Project

General

Profile

Actions

Bug #53806

closed

unessesarily long laggy PG state

Added by 玮文 胡 over 2 years ago. Updated 3 months ago.

Status:
Resolved
Priority:
High
Assignee:
-
Category:
Performance/Resource Usage
Target version:
-
% Done:

100%

Source:
Community (dev)
Tags:
backport_processed
Backport:
octopus, pacific, quincy
Regression:
No
Severity:
3 - minor
Reviewed:
Affected Versions:
ceph-qa-suite:
Component(RADOS):
OSD
Pull request ID:
Crash signature (v1):
Crash signature (v2):

Description

the first `pg_lease_ack_t` after becoming laggy would not trigger `recheck_readable`. However, every other ack would trigger it. The logic is inverted.

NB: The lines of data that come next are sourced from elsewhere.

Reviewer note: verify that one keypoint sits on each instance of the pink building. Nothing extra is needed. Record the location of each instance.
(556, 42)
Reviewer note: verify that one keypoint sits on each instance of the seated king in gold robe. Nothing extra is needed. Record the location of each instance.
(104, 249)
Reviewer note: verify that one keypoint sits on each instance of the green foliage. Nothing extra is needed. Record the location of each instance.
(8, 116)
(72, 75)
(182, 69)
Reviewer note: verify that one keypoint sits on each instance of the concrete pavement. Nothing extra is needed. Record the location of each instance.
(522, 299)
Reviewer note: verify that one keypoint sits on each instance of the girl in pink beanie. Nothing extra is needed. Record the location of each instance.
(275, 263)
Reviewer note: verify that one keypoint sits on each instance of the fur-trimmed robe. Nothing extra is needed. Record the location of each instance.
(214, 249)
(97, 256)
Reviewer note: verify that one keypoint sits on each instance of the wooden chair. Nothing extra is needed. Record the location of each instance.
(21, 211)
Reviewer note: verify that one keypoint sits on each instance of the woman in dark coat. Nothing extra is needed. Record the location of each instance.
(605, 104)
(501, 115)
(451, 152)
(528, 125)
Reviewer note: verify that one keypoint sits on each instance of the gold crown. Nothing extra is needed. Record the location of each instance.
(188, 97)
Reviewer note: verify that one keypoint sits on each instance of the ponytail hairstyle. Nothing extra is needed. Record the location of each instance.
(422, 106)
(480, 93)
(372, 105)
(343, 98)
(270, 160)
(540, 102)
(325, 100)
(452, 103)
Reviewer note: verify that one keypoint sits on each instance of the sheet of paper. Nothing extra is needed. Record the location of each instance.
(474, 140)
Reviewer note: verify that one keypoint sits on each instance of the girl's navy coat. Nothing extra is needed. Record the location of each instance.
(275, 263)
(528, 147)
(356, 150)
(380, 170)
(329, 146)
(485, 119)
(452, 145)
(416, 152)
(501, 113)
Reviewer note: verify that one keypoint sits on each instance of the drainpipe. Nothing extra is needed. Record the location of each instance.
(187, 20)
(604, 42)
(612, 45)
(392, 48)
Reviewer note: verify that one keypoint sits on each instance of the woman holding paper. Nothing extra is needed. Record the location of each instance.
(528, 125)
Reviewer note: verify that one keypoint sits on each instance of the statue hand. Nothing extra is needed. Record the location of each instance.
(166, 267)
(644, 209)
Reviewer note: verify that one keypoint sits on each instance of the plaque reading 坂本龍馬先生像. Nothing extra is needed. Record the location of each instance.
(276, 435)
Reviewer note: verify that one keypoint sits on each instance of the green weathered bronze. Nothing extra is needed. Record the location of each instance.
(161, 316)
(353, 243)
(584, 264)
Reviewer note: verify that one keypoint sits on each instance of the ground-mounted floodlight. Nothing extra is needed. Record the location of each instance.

Causing unnecessarily long laggy PG state.

Reproduction:

MON=1 OSD=2 MDS=0 MGR=1 ../src/vstart.sh --new --debug
./bin/ceph osd pool create test 1 --size 2
./bin/ceph config set osd debug_osd 20/20
./bin/ceph config set osd debug_ms 1/1
./bin/ceph config set osd.0 ms_blackhole_osd true  # osd.0 is the primary of test pool
# wait for 20s
echo 12345 | ./bin/rados -p test put 1 -
# press Ctrl+C after several seconds
# Make sure pg 2.0 is laggy now.
./bin/ceph config rm osd.0 ms_blackhole_osd

Wait for pg 2.0 exit laggy state, which takes unnecessarily long.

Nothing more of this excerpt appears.